Foi só o que consegui balbuciar. Minha própria voz continuava explicando de modo implacável tudo o que eu não conseguia mais entender.

“Nós tínhamos provas que havia vida em seu sistema solar. Com a análise de seu corpo percebemos que seu organismo é complexo, bem parecido com o nosso e isso reforça nossa teoria de uma origem comum para nossas raças. No entanto é espantoso o quanto o potencial de seu cérebro não é aproveitado pelo seu corpo”.

De uma maneira estranha eu comecei a me ressentir comigo mesma. Eu me ressentia pelas coisas cruéis que minha própria voz dizia.

“Estudamos muito e descobrimos que a interferência está em sua estrutura.”

Ele me guiou gentilmente para a fonte de luz que eu havia notado assim que acordei. Na verdade era um grande bloco metálico com uma enorme abertura frontal de onde uma luz fortíssima emanava. Minha própria voz era cruel dentro da minha cabeça. Ele, ao contrário, era gentil e me amparava. Ele era o único conforto no meio de todo aquele vazio e daquela escuridão.

“Este sistema pode transformar seu corpo de maneira que ele aproveite todo o seu potencial”.

Pelo menos era claro na caixa metálica. Era a única luz que havia por perto. Era certamente o único lugar em que eu poderia me sentir segura e bem. Lá fora era tão frio e na caixa era quente. Era com certeza... algum tipo de... radiação.

Foi por puro reflexo que, ao sentir o calor daquela luz sobre mim, me virei sobre os calcanhares e tentei me livrar de seus braços, mas ele era forte demais. Pensar foi ficando mais difícil para mim e meu corpo ficou muito pesado. Eu sabia que havia uma maneira fácil de derrubá-lo, mas tudo o que eu sabia era que o esforço era inútil. Ele era muito mais forte do que eu. Isso era estranho, porque ele era tão magro... Sua figura era muito delgada, mas ele era forte. Não havia dúvida de que ele era mais forte que eu. Eu não tinha nenhuma vantagem física sobre ele – isso era certo. Nenhuma. A não ser... algo. Havia uma vantagem para mim, mas não conseguia lembrar qual era.

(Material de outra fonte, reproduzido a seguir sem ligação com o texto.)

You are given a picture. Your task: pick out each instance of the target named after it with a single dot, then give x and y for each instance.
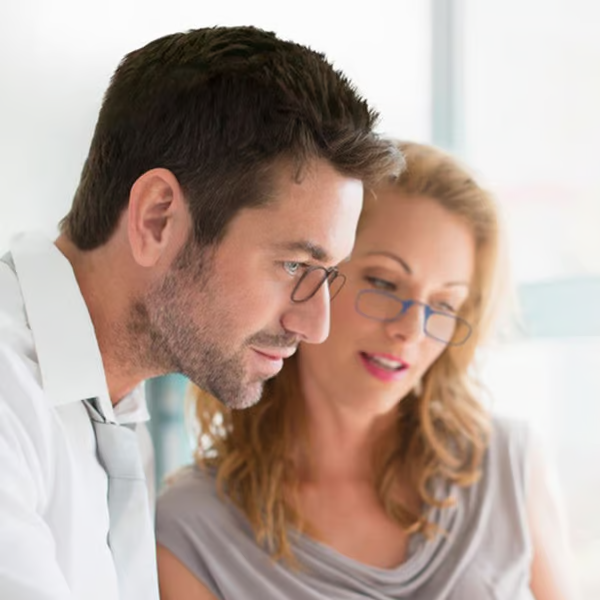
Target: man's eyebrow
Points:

Eu estava perdendo a sensação no meu braço esquerdo. Eu achei que ele estava sumindo, mas eu vi que minha carne estava se transformando em uma espécie de metal. Meu pé esquerdo também estava desaparecendo, dando lugar àquele estranho espelho líquido. Aquilo subia vagarosamente pelo meu tornozelo. Eu escorreguei e a criatura magra que me segurava cambaleou.

Ele cambaleou como antes.

Ele cambaleou porque não tinha tornozelos.

Eu ainda tinha um.

Como nas brincadeiras de criança, joguei a perna para o lado na tentativa de dar uma rasteira naquela criatura tão forte e tão alta. Eu jamais havia conseguido dar rasteira em alguém antes. Esta foi a primeira vez. Ainda com lembranças da minha infância aparecendo em flashes na minha cabeça, lembrei da bruxa que nunca havia visto, mas imaginei mais de mil vezes – aquela que Maria empurrou para o forno. Ela fez isso para salvar seu irmãozinho. Eu não sabia ao certo por que tinha jogado o homem alto no forno... na luz... na caixa. Não havia porta naquela caixa. Eu não poderia trancar a bruxa lá dentro.

O que a bruxa faria comigo e com João quando saísse do forno?

Por um momento fiquei caída no chão olhando para o brilho da caixa de metal. Aos poucos entendi que me preocupava muito com aquela luz e o que ela poderia fazer comigo. Era um tipo de radiação. O tipo de radiação rouba a sensação de seu braço e de sua perna. Eu conseguia mexê-los, mas não pareciam ser meus. Eu os havia perdido, mas eles ainda estavam grudados em mim. Mexendo, funcionando, agindo... Por quanto tempo continuariam em mim?

A luz tornou-se mais intensa e se espalhou por toda a sala. Tudo parecia um espelho. Toda a sala era agora nada mais que espelhos e vidros. Eu virei o rosto daquela caixa, fonte de luz, mas o brilho ricocheteava ao meu redor. Por trás dos vidros havia apenas rochas e escuridão. Dentro da sala eu não conseguia ver nada. Não sentia nem minha perna, nem meu braço esquerdo. O resto de mim parecia ainda estar lá. O que havia sobrado de mim era a única coisa a ser refletida naquela sala – todo resto era luz, escuridão e espelhos.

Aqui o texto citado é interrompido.